Cranbrook has begun the first steps to creating a strategy around urban agriculture. At a Monday city council meeting, mayor Wayne Stetski put forward a notice of motion on an Urban Agriculture Strategy.
Stetski noted that Cranbrook currently doesn’t have a specific strategy or policy with respect to urban agriculture. The city has received a number of requests and expressions of interest in conducting various forms of agricultural activities within city limits.
The Urban Agriculture Strategy would do a number of things. It would promote guidelines, actions and policies with respect to urban agriculture; promote sustainability and food security; support economy initiatives for the agricultural sector; and provide support when seeing funding opportunities for agricultural related projects.
Coun. Sharon Cross attended a consultation with the Ministry of Agriculture, that included farmers and ranchers from the area.
“In 2004, when the province made farm gate sales illegal, it led to quite a loss in the East Kootenay of our producers,” Cross said. She then read out some statistics.
In 2001, there were 151 cattle ranching and farming operations and in 2011 there were 78. There were 25 hog and pig farms in 2001, and in 2011, there was one. In 2001, there were nine poultry and egg producers and in 2011 there was one. There were 56 sheep and goat farms in 2001, and in 2011 that went down to five.
“So I do support the resolution, I’m a little concerned about the inclusion of chickens at this point,” Cross said. “I think we have a ways to go and I’ve had a number of ranchers and farmers say that since that legislation was removed they are really having a hard time making ends meet. I think we have an obligation to our neighbours to encourage their economic sustainability, so I’m a little concerned about the chicken part of the agricultural component at this time. There would only be one exception that I’d consider.”

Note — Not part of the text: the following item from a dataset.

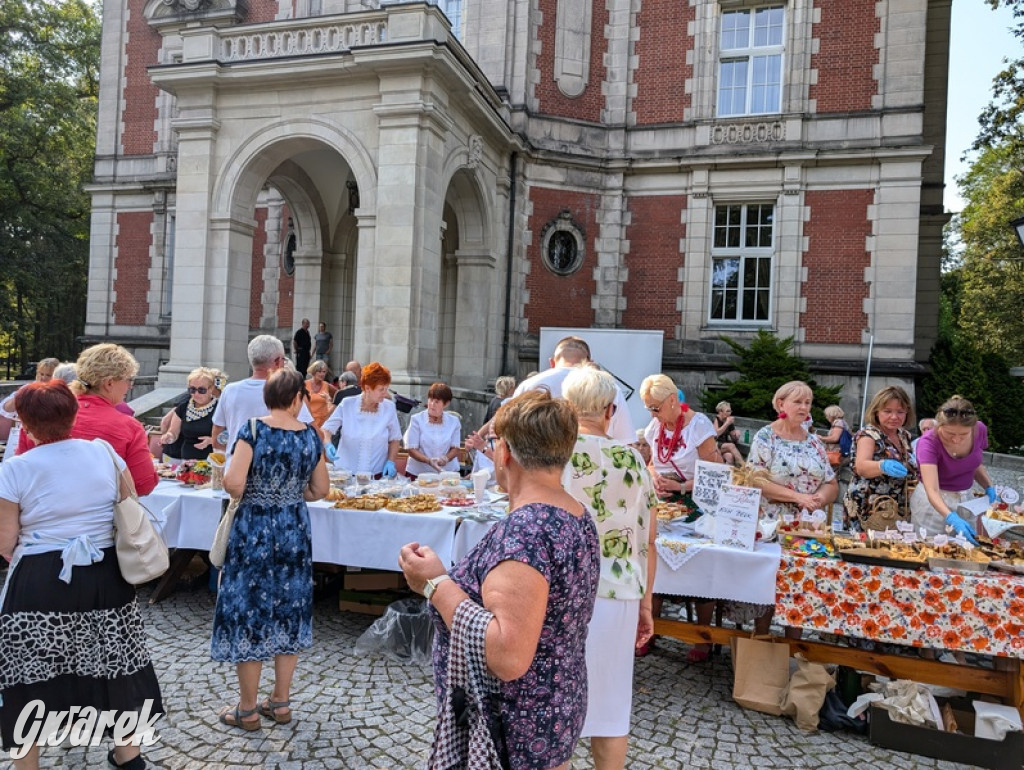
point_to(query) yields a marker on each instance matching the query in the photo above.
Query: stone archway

Stetski said there would be ample opportunity to hear both sides of the chicken discussion as the strategy moves forward.
“That is just one part of the Urban Agriculture Strategy,” he said. “I’m sure we’ll have that discussion and I’m assuming the strategy will include public input.”
Later in the council agenda, there was three letters of correspondence pertaining to the subjects — one on the Urban Agriculture Strategy and two on urban chickens.
Jessica Windle, Wildsight Food Sustainability Program manager, wrote a letter commending council for bringing forward the topic.
“A sustainable food system in our region offers countless benefits to residents, commerce and the ecosystem around us,” Windle wrote.
On the topic of chickens, resident Jim Kennedy said council should gauge the feelings of the population before changing bylaws to allow the raising of chickens.
“The concept of urban agriculture in our community is laudable and should be encouraged by all means, but restricted to gardening,” Kennedy wrote.
Resident Angela Sanders had the opposite opinion and gave a number of reasons that backyard chickens would be beneficial.
She noted that the issues with odour from chickens comes largely from people familiar with large scale chicken keeping.
“A well-managed and small flock of 4-5 chickens will not produce a volume of manure that cannot be readily managed by a responsible owner,” Sanders wrote.
On the topic of noise, she wrote that it is the roosters that make noise, so as long as roosters are not permitted, then sound is minimal. Hens sleep during the night and only make clucking noises in the daytime.
She said bylaws and registration could keep poor conditions to a minimum.
On the topic of managing chickens past egg-laying age, she suggested that a service be set up with the butchers, abattoirs or farms for people who don’t want to keep their chickens.
The last thing she mentioned was the there will not be a likely issue with predators.
“I’m not sure that chickens will encourage predators any more than cats/dogs and their food, fruit trees, garbage or any other attractant,” she said.